Single chip detects optical interruptions

-March 01, 2001

Setting up a light beam and detector to count objects on a conveyer belt, sense security intrusions, or drive a tachometer is simple. However, the task is no longer trivial if you add ambient light or multiple beams, limit optical power, or extend the distance of the light beam more than a few inches. You can use optical lenses and filters and high-power optical sources on the light-path side to improve performance. On the electronic side, servo-bias control of the detector and electronic modulation and filtering of the light beam can add considerable range. The circuit in Figure 1, which you can use with these performance improvements, economically provides a minimal-parts-count circuit with negligible power requirements to achieve approximately a foot of useful range even under varying ambient-light conditions.

The venerable LM567 PLL is the only IC in the circuit. The 567's oscillator directly drives an infrared LED on the optical-transmitter end. When the pulsed light returns to the IR phototransistor, a single-stage 2N2222 transistor amplifies the resultant signal to drive Pin 3 of the LM567. Thus, the circuit essentially directs the PLL to lock to itself, which makes Pin 8 go low. The values of R1 and C1 provide operation of approximately 3 kHz, and the filters set by C2 and C3 provide a clean output from the 567. Operation from 2 to 5 kHz works best. Lower frequencies require more conditioning and thus larger and more critical values of C2 and C3, resulting in longer response times and possible jitter. Higher frequencies result in lower efficiencies for the cheap LED and phototransistor. However, tachometers may require higher frequencies. IR components are unnecessary. Two same-color LEDs (one for the photo detector) also work to a degree.

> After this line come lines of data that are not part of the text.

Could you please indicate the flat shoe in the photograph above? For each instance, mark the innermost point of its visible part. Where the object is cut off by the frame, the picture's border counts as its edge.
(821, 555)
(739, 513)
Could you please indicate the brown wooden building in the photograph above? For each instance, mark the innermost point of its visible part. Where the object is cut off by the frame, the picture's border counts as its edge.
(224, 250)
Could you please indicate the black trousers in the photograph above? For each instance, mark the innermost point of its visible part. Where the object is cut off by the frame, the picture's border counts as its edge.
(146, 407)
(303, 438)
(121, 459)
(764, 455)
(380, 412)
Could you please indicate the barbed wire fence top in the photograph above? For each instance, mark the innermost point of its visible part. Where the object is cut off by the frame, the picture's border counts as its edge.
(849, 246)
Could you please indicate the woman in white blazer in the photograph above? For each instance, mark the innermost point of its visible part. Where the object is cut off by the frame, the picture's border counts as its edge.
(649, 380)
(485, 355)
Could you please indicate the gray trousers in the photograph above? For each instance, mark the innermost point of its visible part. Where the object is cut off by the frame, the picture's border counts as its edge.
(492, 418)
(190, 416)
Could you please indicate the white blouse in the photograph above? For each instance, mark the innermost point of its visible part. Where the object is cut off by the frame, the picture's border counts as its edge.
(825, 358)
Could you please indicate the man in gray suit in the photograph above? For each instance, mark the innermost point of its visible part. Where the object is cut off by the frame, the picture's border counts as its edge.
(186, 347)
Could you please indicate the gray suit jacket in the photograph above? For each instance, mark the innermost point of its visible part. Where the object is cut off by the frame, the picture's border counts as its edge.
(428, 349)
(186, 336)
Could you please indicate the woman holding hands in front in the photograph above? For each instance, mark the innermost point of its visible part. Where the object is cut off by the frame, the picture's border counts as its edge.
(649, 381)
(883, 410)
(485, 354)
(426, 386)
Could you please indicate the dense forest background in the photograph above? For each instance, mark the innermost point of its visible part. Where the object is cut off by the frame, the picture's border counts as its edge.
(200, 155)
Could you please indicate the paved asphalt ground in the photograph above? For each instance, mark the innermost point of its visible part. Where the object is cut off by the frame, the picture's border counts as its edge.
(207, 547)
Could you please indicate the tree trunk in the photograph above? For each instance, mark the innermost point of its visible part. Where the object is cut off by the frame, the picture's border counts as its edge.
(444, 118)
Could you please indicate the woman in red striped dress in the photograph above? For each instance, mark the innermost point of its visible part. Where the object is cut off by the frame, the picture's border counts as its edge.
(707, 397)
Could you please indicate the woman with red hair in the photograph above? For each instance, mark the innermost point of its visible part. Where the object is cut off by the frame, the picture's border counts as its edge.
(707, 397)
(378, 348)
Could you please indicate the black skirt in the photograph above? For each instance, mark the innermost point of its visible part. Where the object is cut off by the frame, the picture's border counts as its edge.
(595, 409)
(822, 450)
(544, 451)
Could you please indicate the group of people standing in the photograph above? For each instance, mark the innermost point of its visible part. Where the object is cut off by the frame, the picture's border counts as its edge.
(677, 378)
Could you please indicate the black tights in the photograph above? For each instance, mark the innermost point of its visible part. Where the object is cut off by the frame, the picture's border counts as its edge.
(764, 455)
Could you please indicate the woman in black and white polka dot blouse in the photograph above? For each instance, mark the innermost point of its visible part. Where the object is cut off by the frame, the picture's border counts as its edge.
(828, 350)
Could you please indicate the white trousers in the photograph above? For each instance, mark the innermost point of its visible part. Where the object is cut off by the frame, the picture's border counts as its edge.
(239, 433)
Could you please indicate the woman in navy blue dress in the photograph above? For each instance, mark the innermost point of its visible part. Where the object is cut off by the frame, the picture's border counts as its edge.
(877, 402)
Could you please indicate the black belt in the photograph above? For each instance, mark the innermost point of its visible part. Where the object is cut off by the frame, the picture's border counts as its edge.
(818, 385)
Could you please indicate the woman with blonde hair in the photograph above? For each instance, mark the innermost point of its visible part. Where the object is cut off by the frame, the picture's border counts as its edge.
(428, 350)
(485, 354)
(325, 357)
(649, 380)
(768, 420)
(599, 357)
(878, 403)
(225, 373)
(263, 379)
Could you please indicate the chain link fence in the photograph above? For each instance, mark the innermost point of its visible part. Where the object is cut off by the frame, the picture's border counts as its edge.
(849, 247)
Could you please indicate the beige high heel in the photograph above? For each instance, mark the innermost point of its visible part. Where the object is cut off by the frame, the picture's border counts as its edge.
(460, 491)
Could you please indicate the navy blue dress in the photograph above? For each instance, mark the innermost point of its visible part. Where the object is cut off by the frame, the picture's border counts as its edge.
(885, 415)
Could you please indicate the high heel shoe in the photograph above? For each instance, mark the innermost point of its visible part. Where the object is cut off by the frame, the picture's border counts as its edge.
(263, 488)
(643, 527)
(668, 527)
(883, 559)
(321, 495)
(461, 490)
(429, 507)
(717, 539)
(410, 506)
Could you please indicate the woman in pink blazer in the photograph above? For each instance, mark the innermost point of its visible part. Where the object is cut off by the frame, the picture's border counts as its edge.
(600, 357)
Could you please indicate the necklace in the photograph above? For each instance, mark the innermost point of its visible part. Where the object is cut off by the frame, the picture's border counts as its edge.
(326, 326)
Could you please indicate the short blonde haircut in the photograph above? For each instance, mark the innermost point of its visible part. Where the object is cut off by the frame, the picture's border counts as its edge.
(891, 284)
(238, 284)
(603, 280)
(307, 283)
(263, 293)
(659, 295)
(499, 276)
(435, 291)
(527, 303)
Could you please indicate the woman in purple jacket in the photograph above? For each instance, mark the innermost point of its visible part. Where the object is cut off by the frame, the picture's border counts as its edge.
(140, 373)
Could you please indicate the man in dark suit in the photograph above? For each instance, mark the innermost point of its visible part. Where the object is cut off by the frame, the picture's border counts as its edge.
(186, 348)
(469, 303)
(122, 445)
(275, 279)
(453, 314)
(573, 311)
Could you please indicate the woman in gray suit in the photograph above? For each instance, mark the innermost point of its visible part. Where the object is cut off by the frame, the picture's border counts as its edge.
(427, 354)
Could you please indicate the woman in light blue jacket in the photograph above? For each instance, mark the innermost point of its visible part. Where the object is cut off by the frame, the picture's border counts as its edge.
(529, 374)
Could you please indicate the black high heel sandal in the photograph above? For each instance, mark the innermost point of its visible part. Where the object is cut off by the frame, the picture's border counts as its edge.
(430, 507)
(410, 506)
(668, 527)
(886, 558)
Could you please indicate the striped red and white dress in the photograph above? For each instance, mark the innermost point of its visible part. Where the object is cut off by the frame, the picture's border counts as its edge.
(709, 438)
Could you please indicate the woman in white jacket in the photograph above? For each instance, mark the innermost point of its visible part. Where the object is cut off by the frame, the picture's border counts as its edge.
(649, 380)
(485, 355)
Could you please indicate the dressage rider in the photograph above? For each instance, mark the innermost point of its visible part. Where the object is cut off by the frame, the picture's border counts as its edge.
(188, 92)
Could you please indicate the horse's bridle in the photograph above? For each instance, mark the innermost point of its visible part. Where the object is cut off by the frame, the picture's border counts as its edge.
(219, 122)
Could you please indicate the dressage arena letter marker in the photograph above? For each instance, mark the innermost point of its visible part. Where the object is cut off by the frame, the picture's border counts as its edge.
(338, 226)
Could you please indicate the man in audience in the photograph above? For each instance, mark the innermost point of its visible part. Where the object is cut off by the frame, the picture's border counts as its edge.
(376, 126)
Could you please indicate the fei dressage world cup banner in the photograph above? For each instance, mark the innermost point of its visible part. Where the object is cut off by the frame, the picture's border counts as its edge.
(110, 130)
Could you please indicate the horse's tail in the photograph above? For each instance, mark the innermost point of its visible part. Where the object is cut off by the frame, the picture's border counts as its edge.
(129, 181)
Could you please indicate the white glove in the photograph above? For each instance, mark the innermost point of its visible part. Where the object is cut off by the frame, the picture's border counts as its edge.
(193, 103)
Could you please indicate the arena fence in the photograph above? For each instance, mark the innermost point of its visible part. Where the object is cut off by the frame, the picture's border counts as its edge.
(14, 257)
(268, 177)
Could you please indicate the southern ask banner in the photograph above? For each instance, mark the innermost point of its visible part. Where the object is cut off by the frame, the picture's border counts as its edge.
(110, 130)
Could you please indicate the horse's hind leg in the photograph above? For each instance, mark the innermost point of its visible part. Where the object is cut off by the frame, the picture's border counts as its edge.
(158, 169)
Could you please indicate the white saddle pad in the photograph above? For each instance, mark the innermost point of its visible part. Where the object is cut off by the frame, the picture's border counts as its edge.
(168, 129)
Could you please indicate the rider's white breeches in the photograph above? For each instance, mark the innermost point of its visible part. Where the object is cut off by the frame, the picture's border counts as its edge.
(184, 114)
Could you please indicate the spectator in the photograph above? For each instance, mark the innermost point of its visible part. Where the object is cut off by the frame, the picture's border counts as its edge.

Ambient light or another beam breaker's IR light doesn't false-trigger the circuit unless significant near-frequency light content exists. However, ambient light can swamp the detector, so you may need to adjust the R2 bias for your application. Of course, using a self-adjusting module with IR filters can easily increase the range by two orders of magnitude.

One interesting variation of the circuit is to use two or more devices on the same frequency, forming a ring. All devices lock, and both ends detect a break in any beam or a modulation of the frequency of any device for communication.